Fracture prevention in postmenopausal women
INTRODUCTION: The lifetime risk of fracture in white women is 20% for the spine, 15% for the wrist, and 18% for the hip, with an exponential increase in risk beyond the age of 50 years. METHODS AND OUTCOMES: We conducted a systematic review and aimed to answer the following clinical questions: What are the effects of bisphosphonates to prevent fractures in postmenopausal women? What are the effects of pharmacological treatments other than bisphosphonates to prevent fractures in postmenopausal women? What are the effects of non-pharmacological treatments to prevent fractures in postmenopausal women? We searched: Medline, Embase, The Cochrane Library, and other important databases up to September 2010 (Clinical Evidence reviews are updated periodically, please check our website for the most up-to-date version of this review). We included harms alerts from relevant organisations such as the US Food and Drug Administration (FDA) and the UK Medicines and Healthcare products Regulatory Agency (MHRA). RESULTS: We found 71 systematic reviews, RCTs, or observational studies that met our inclusion criteria. We performed a GRADE evaluation of the quality of evidence for interventions. CONCLUSIONS: In this systematic review we present information relating to the effectiveness and safety of the following interventions: alendronate, calcium, calcium plus vitamin D, clodronate, denosumab, etidronate, exercise, hip protectors, hormone replacement therapy, ibandronate, multifactorial non-pharmacological interventions, pamidronate, parathyroid hormone, raloxifene, risedronate, strontium ranelate, vitamin D, vitamin D analogues, and zoledronate.dfsg
Vestergaard P, Mosekilde L and Langdahl B. Fracture prevention in postmenopausal women. Clinical Evidence 2011; 05:1109.
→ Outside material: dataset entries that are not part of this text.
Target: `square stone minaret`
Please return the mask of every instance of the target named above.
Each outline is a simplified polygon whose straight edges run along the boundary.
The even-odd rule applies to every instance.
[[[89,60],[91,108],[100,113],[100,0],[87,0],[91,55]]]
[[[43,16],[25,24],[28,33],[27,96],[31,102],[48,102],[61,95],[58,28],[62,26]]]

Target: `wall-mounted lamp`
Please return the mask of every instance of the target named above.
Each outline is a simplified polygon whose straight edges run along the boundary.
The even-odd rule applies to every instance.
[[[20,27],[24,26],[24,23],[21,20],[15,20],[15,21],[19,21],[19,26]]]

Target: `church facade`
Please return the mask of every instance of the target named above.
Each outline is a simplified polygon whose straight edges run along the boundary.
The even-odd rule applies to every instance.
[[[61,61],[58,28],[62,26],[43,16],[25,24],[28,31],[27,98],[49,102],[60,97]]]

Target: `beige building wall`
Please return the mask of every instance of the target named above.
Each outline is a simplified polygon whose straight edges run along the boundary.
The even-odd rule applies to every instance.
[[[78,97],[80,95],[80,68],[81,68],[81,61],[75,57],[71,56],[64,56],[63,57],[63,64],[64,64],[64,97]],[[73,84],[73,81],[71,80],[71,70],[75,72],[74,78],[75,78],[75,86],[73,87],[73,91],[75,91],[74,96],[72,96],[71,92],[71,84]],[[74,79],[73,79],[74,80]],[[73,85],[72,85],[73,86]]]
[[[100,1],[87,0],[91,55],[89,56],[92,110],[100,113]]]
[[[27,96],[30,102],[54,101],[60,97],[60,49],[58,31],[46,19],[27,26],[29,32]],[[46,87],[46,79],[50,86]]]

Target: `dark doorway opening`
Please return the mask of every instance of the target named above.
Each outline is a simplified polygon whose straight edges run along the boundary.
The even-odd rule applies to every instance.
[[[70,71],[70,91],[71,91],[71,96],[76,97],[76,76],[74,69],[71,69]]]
Substantive changes at this update
Pamidronate Evidence reassessed. Categorised as Unknown effectiveness (as RCT evidence found was not of sufficient quality to assess its effects).
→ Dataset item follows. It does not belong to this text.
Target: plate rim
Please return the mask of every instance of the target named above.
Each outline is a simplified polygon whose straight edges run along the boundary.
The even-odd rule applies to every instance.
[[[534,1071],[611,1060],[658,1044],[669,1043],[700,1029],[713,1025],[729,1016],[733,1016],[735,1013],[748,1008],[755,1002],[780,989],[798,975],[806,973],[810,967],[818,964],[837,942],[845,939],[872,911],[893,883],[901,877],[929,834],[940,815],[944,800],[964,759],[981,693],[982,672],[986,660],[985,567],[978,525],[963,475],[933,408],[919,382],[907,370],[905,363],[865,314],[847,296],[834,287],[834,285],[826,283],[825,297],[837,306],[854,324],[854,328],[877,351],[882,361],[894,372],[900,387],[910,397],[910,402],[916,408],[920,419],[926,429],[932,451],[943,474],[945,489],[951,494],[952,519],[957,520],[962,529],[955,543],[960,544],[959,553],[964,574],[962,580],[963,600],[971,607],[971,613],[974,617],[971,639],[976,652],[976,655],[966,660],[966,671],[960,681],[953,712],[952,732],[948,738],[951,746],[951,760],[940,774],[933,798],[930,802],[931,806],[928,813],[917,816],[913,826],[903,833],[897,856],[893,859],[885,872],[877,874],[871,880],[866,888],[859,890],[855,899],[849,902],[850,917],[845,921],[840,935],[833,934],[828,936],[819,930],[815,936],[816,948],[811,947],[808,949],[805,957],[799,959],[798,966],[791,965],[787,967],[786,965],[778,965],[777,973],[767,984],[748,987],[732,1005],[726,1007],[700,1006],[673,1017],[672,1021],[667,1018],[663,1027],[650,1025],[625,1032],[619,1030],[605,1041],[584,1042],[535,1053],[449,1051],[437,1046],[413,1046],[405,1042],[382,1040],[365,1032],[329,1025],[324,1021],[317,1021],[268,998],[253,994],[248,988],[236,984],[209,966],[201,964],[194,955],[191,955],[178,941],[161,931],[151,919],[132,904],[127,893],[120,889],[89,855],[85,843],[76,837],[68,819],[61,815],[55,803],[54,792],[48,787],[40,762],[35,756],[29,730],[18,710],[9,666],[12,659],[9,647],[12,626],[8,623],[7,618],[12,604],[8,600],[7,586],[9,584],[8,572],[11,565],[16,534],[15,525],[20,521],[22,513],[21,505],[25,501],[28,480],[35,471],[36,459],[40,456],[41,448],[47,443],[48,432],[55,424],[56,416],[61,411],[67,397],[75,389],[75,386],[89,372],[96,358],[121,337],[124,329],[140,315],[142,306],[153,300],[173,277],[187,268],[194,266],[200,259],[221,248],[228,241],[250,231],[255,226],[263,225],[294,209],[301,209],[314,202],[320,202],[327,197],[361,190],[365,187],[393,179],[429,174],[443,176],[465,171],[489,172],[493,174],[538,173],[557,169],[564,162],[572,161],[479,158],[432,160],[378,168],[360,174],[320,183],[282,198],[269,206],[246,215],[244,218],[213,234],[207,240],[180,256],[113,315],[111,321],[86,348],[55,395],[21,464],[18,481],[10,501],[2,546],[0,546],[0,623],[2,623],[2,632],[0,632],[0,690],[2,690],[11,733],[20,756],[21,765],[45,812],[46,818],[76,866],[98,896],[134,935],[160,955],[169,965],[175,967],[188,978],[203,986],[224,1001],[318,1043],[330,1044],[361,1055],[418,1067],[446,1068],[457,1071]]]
Calcium alone New evidence added to harms section. Categorisation changed (from Unlikely to be beneficial to Likely to be ineffective or harmful).
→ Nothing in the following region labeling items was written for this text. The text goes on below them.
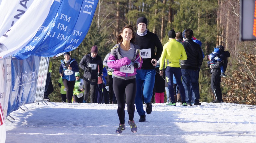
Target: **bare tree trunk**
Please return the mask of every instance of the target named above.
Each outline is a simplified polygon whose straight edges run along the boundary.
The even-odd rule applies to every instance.
[[[157,0],[156,0],[156,4],[157,4]],[[156,17],[157,16],[157,9],[155,9],[155,17]],[[154,33],[155,33],[155,32],[156,31],[156,25],[155,24],[154,25],[154,27],[153,27],[153,30],[152,31],[152,32]]]
[[[119,30],[119,5],[120,3],[119,2],[117,2],[117,12],[116,12],[116,30],[115,30],[115,35],[117,35],[118,34],[118,31]]]
[[[228,0],[228,2],[230,3],[231,3],[231,2],[230,1],[230,0]],[[227,38],[227,37],[229,37],[230,36],[229,36],[229,27],[230,27],[230,20],[229,18],[229,17],[230,16],[230,11],[228,10],[227,10],[227,22],[226,22],[226,36],[225,36],[225,43],[226,44],[226,47],[225,48],[226,49],[228,49],[228,39]]]
[[[163,0],[163,5],[164,5],[165,4],[165,0]],[[165,10],[165,8],[164,8],[164,7],[163,8],[163,10],[162,10],[162,21],[161,23],[161,35],[160,36],[160,41],[161,42],[163,41],[163,37],[164,37],[163,36],[164,33],[164,11]]]
[[[171,0],[169,6],[169,12],[168,13],[168,23],[171,23],[172,19],[172,9],[171,6],[173,3],[173,0]]]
Calcium plus vitamin D New evidence added. Categorisation unchanged (Likely to be beneficial).
Exercise New evidence added. Categorisation unchanged (Unknown effectiveness), as there remains insufficient evidence to judge the effects of this intervention in postmenopausal women.
Hip protectors New evidence added. Categorisation unchanged (Likely to be beneficial).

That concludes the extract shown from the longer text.